We need to get the list of interactions in chronological order from the table. To do this I'll use a Python generator to iterate over the rows and for each row I'll split the meetings up and yield them.

def get_interactions():
    # Iterate through the rows of the DataFrame
    for index, row in df.iterrows():
        # Get each meeting in order
        for meeting in row['Meetings'].split(','):
            # Yield the interaction
            yield {row['Patient'], int(meeting)}

Great, so far so good. All we have left is the actual simulation to write. For this, what we'll do is keep a list of patients who are sick in the simulation. It will start with just our guess for patient zero and grow as they interact with others.

When we iterate through the interactions there are three possible situations that can happen:

  1. The interaction has no sick people in it
  2. The interaction has one sick person and one healthy person
  3. The interaction has two sick people

If the interaction has no sick people or two sick people then we just move along to the next one. But if it has one sick person and one healthy person then we need to make the healthy person "sick" by adding them to the sick_people set. However, before doing that we check with our real data to see if the healthy person was recorded as being sick. If they were then they get added and we keep going, but if they are supposed to be healthy then we know that our hypothesis was wrong and can return False.

Finally, if we make it through all of the iterations without invalidating our hypothesis then it must be true and we will return.

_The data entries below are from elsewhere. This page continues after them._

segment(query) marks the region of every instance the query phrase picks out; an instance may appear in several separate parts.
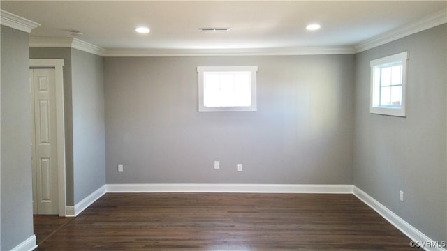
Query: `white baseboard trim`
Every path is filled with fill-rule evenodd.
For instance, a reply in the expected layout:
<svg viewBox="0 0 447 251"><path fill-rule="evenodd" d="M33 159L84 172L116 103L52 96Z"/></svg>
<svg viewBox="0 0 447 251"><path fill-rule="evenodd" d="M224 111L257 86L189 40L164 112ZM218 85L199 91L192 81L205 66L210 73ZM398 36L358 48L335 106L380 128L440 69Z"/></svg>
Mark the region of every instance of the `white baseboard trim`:
<svg viewBox="0 0 447 251"><path fill-rule="evenodd" d="M377 212L377 213L381 215L381 216L382 216L385 220L388 220L412 241L420 244L421 245L423 245L424 243L435 243L434 241L432 240L420 231L411 226L409 223L404 220L395 213L393 213L390 209L387 208L385 206L356 185L353 186L353 194L360 200L374 209ZM409 244L410 243L409 243L409 249L411 249ZM443 248L430 248L423 246L421 248L424 248L425 250L430 251L446 251L446 250Z"/></svg>
<svg viewBox="0 0 447 251"><path fill-rule="evenodd" d="M77 216L107 192L253 192L253 193L321 193L353 194L385 220L420 245L436 242L411 226L390 209L353 185L293 184L106 184L74 206L66 206L67 217ZM34 236L34 245L36 236ZM30 237L31 238L31 237ZM27 241L28 241L28 240ZM31 240L30 241L33 241ZM22 244L20 245L21 247ZM19 247L19 246L17 246ZM13 250L32 250L20 248ZM410 243L409 243L409 248ZM421 247L427 251L447 251L444 248Z"/></svg>
<svg viewBox="0 0 447 251"><path fill-rule="evenodd" d="M352 193L352 185L108 184L107 192Z"/></svg>
<svg viewBox="0 0 447 251"><path fill-rule="evenodd" d="M36 248L37 248L37 242L36 241L36 236L33 234L10 251L32 251Z"/></svg>
<svg viewBox="0 0 447 251"><path fill-rule="evenodd" d="M105 194L106 185L98 188L96 191L91 193L82 201L73 206L67 206L65 207L65 215L66 217L76 217L85 210L89 206L91 205L94 201Z"/></svg>

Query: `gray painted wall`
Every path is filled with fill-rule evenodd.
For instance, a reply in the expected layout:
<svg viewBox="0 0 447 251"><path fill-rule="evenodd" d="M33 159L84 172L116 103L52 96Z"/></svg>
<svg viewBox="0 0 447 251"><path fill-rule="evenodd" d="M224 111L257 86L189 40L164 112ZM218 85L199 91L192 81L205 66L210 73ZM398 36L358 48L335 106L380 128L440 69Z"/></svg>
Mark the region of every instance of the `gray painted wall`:
<svg viewBox="0 0 447 251"><path fill-rule="evenodd" d="M446 31L437 26L356 57L353 183L439 241L447 237ZM369 114L369 61L403 51L406 118Z"/></svg>
<svg viewBox="0 0 447 251"><path fill-rule="evenodd" d="M105 184L103 58L71 50L74 202Z"/></svg>
<svg viewBox="0 0 447 251"><path fill-rule="evenodd" d="M107 183L352 183L354 55L104 60ZM258 66L258 112L198 112L199 66Z"/></svg>
<svg viewBox="0 0 447 251"><path fill-rule="evenodd" d="M1 240L9 250L33 235L28 33L1 26Z"/></svg>
<svg viewBox="0 0 447 251"><path fill-rule="evenodd" d="M67 206L74 206L73 160L73 106L71 100L71 49L30 47L30 59L64 59L64 112L65 114L65 176Z"/></svg>

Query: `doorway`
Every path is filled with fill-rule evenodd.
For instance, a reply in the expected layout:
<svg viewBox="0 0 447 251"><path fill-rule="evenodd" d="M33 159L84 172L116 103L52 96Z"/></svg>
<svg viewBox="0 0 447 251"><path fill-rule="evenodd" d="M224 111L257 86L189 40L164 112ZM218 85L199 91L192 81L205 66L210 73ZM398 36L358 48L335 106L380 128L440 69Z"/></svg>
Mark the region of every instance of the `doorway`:
<svg viewBox="0 0 447 251"><path fill-rule="evenodd" d="M30 59L29 63L34 107L31 132L35 142L32 149L34 214L66 216L64 59Z"/></svg>
<svg viewBox="0 0 447 251"><path fill-rule="evenodd" d="M33 214L58 215L54 68L29 69Z"/></svg>

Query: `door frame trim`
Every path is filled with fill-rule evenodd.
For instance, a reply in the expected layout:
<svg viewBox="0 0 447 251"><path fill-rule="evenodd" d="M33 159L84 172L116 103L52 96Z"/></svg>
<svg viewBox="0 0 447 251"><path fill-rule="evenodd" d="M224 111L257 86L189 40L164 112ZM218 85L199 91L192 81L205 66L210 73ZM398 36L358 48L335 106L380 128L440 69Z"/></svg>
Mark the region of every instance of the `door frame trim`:
<svg viewBox="0 0 447 251"><path fill-rule="evenodd" d="M66 216L65 123L64 111L64 59L31 59L29 67L54 68L56 133L57 135L57 194L59 215Z"/></svg>

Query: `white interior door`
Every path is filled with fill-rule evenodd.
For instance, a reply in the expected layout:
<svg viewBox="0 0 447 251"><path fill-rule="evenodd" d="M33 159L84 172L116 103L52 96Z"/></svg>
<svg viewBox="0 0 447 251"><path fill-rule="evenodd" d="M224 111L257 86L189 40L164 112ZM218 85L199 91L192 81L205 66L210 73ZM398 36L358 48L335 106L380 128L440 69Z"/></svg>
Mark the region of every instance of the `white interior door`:
<svg viewBox="0 0 447 251"><path fill-rule="evenodd" d="M54 69L30 69L34 214L57 215Z"/></svg>

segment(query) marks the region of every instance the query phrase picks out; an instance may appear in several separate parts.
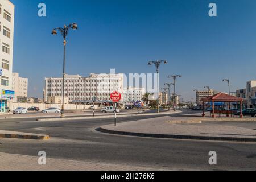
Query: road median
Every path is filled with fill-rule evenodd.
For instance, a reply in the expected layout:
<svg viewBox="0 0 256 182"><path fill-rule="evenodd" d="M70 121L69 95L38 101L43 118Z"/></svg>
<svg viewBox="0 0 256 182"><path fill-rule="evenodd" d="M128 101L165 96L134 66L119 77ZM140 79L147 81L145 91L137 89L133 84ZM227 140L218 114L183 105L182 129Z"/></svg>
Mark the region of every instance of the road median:
<svg viewBox="0 0 256 182"><path fill-rule="evenodd" d="M1 138L26 139L40 140L48 140L50 139L49 136L47 135L5 130L0 130L0 138Z"/></svg>

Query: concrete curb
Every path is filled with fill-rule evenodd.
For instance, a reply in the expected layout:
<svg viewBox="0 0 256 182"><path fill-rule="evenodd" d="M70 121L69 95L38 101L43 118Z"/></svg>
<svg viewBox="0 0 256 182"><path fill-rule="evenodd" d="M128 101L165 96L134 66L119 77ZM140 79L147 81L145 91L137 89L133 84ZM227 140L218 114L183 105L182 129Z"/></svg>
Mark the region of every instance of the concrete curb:
<svg viewBox="0 0 256 182"><path fill-rule="evenodd" d="M117 115L117 118L123 118L127 117L135 117L135 116L145 116L145 115L161 115L166 114L172 114L181 113L181 111L176 111L174 113L145 113L145 114L121 114ZM73 118L49 118L49 119L37 119L38 121L70 121L74 119L100 119L100 118L110 118L114 117L113 115L107 115L102 116L95 117L73 117Z"/></svg>
<svg viewBox="0 0 256 182"><path fill-rule="evenodd" d="M214 141L218 140L218 141L229 141L229 142L256 142L256 138L249 138L140 133L135 132L111 130L102 128L102 127L100 127L99 129L97 129L97 130L101 132L112 134L118 134L122 135L129 135L135 136L146 136L150 138L164 138L179 139L192 139L192 140L214 140Z"/></svg>
<svg viewBox="0 0 256 182"><path fill-rule="evenodd" d="M9 133L8 131L6 131L6 133L0 133L0 138L26 139L40 140L48 140L50 139L49 136L47 135L38 135L36 134L13 133L13 131L11 131Z"/></svg>

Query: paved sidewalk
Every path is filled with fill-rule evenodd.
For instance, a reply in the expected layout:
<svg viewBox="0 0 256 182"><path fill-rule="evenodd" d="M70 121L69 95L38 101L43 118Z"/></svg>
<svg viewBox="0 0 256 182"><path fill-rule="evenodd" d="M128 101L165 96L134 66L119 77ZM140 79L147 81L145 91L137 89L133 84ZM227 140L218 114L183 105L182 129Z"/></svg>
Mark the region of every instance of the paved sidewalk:
<svg viewBox="0 0 256 182"><path fill-rule="evenodd" d="M0 153L0 171L155 171L146 167L104 164L46 158L46 165L39 165L39 156Z"/></svg>
<svg viewBox="0 0 256 182"><path fill-rule="evenodd" d="M101 126L100 130L112 134L142 136L256 142L255 130L217 123L207 124L207 122L171 123L171 121L182 121L180 117L163 117L121 123L117 126L105 125ZM184 119L193 119L193 118Z"/></svg>

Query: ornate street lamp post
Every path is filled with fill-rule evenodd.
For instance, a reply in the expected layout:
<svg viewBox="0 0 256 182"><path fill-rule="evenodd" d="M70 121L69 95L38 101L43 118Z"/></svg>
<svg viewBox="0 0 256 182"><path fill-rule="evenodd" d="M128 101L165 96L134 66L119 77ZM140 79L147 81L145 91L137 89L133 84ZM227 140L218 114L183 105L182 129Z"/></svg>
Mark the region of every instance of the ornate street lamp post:
<svg viewBox="0 0 256 182"><path fill-rule="evenodd" d="M176 84L176 79L177 79L177 77L181 77L181 76L180 75L170 75L168 76L168 78L172 78L172 79L174 79L174 110L176 110L176 86L175 86L175 84Z"/></svg>
<svg viewBox="0 0 256 182"><path fill-rule="evenodd" d="M148 65L155 65L155 67L156 68L156 75L157 75L157 110L158 110L158 113L160 113L159 110L159 67L162 63L163 63L164 64L167 64L168 62L167 60L156 60L156 61L149 61L148 63Z"/></svg>
<svg viewBox="0 0 256 182"><path fill-rule="evenodd" d="M63 56L63 83L62 85L62 106L61 106L61 114L60 115L61 118L65 117L65 110L64 110L64 88L65 88L65 51L66 51L66 38L68 35L68 31L69 29L77 30L77 24L75 23L69 24L66 26L65 24L63 28L59 27L54 28L52 31L52 34L56 35L57 34L57 31L59 31L64 39L64 56Z"/></svg>

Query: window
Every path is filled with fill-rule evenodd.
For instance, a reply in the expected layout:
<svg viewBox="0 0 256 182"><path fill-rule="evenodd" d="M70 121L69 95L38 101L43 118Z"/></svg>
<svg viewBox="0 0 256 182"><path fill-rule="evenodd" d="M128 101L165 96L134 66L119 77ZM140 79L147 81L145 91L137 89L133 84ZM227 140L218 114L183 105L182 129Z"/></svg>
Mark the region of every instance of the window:
<svg viewBox="0 0 256 182"><path fill-rule="evenodd" d="M3 47L2 49L2 51L10 54L10 48L9 48L9 47L10 46L9 46L8 44L3 43Z"/></svg>
<svg viewBox="0 0 256 182"><path fill-rule="evenodd" d="M6 28L6 27L3 26L3 35L5 35L6 36L7 36L7 38L10 38L11 37L11 33L10 32L10 30L8 28Z"/></svg>
<svg viewBox="0 0 256 182"><path fill-rule="evenodd" d="M8 86L9 85L9 81L8 81L8 78L6 77L2 77L1 79L1 85L3 86Z"/></svg>
<svg viewBox="0 0 256 182"><path fill-rule="evenodd" d="M3 18L7 20L8 22L11 22L11 14L6 10L5 10L3 13Z"/></svg>

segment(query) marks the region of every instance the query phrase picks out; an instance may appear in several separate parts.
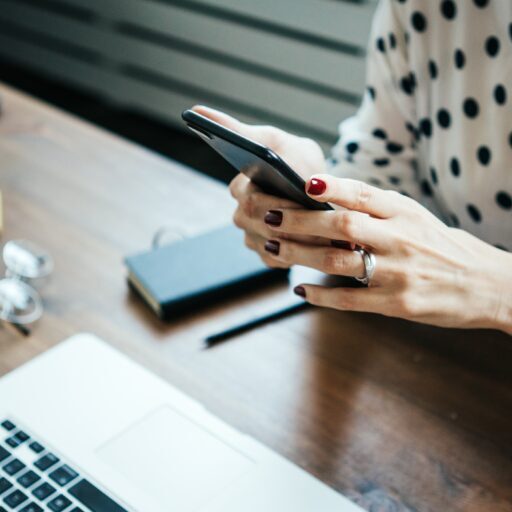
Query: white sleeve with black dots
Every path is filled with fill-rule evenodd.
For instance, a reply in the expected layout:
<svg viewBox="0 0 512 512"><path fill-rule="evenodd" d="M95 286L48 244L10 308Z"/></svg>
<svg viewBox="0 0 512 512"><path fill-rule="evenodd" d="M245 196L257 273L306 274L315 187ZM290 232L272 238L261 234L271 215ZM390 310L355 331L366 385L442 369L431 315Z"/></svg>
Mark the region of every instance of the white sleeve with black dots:
<svg viewBox="0 0 512 512"><path fill-rule="evenodd" d="M381 0L330 162L512 251L512 1Z"/></svg>
<svg viewBox="0 0 512 512"><path fill-rule="evenodd" d="M340 124L328 165L335 175L421 200L412 101L416 79L407 62L405 37L393 5L381 3L368 45L363 101L357 114Z"/></svg>

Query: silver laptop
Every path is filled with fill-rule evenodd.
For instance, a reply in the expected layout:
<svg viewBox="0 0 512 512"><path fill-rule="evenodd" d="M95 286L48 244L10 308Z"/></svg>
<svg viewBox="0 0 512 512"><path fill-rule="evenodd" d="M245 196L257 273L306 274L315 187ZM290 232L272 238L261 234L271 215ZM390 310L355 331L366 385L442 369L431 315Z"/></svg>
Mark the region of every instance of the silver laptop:
<svg viewBox="0 0 512 512"><path fill-rule="evenodd" d="M0 379L0 511L356 512L98 338Z"/></svg>

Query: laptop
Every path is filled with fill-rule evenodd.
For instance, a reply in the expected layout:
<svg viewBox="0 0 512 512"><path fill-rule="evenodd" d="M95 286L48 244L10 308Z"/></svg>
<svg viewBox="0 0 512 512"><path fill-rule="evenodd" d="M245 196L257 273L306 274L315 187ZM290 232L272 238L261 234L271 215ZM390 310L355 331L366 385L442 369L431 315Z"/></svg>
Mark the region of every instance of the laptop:
<svg viewBox="0 0 512 512"><path fill-rule="evenodd" d="M90 334L0 379L0 511L357 512Z"/></svg>

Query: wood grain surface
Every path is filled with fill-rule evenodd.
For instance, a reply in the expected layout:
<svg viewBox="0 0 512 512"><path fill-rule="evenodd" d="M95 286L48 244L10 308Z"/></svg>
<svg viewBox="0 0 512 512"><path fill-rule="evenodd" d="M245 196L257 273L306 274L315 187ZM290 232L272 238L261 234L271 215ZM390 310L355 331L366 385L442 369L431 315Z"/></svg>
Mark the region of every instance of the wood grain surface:
<svg viewBox="0 0 512 512"><path fill-rule="evenodd" d="M123 257L164 225L189 236L229 222L226 188L6 86L0 96L3 242L55 258L33 334L0 330L1 374L94 332L366 510L512 511L509 337L314 309L204 350L285 287L163 324L129 293Z"/></svg>

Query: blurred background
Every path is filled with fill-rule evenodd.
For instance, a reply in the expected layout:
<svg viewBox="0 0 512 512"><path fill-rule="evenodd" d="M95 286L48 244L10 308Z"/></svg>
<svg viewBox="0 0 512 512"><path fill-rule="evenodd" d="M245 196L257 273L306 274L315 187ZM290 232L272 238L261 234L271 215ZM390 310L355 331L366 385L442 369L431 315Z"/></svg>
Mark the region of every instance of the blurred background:
<svg viewBox="0 0 512 512"><path fill-rule="evenodd" d="M0 80L222 181L203 103L324 149L364 90L376 0L0 0Z"/></svg>

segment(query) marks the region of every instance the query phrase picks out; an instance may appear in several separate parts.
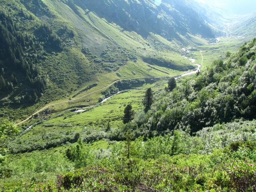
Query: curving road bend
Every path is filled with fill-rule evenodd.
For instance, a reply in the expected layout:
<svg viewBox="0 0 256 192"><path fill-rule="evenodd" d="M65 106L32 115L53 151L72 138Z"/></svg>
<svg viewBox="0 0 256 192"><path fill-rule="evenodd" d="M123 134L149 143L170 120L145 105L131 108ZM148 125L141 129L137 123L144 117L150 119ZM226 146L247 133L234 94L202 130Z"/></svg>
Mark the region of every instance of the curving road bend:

# Test if our patient zero hypothesis is correct
def test_hypothesis(id, interactions):
    # A set of sick people in the simulation
    # starts with just patient zero
    sick_people = {id}
    # Iterate over the interactions in
    # chronological order
    for interaction in interactions:
        # Check if the interaction has at least
        # one sick person in it
        if sick_people.intersection(interaction):
            # If there is a sick person then
            # check if everyone in this interaction
            # was supposed to get sick.
            for person in interaction:
                # If they were then add them to the set
                if df[df['Patient'] == person]['Sick'].bool():
                    sick_people.add(person)
                # If they weren't then we are done and
                # can return False
                else:
                    return False

    return True

Alright, well that's it! Just add a few more lines of code to run our functions and let's see who it was.

# Get list of interactions
interactions = list(get_interactions())
# Iterate through the 16 candidates
for candidate in range(1, 17):
    # Check if our guess is correct
    if test_hypothesis(candidate, interactions):
        # Yay! We found them.
        print('It was {}!'.format(candidate))
        break

Run it!

(env) kyle@IntelNuc:~/Code/Python/Virus Spread$ python who_did_it.py 
It was 7!

Well, it looks like it was patient #7 who got everyone sick. Mystery solved.

I decided to write another script using similar code to produce a tree diagram of the infection which is pictured below. As you can see the norovirus does indeed start with patient #7 and moves to all of the other sick people from there. I encourage you to follow the path of the tree through the table to confirm the results for yourself.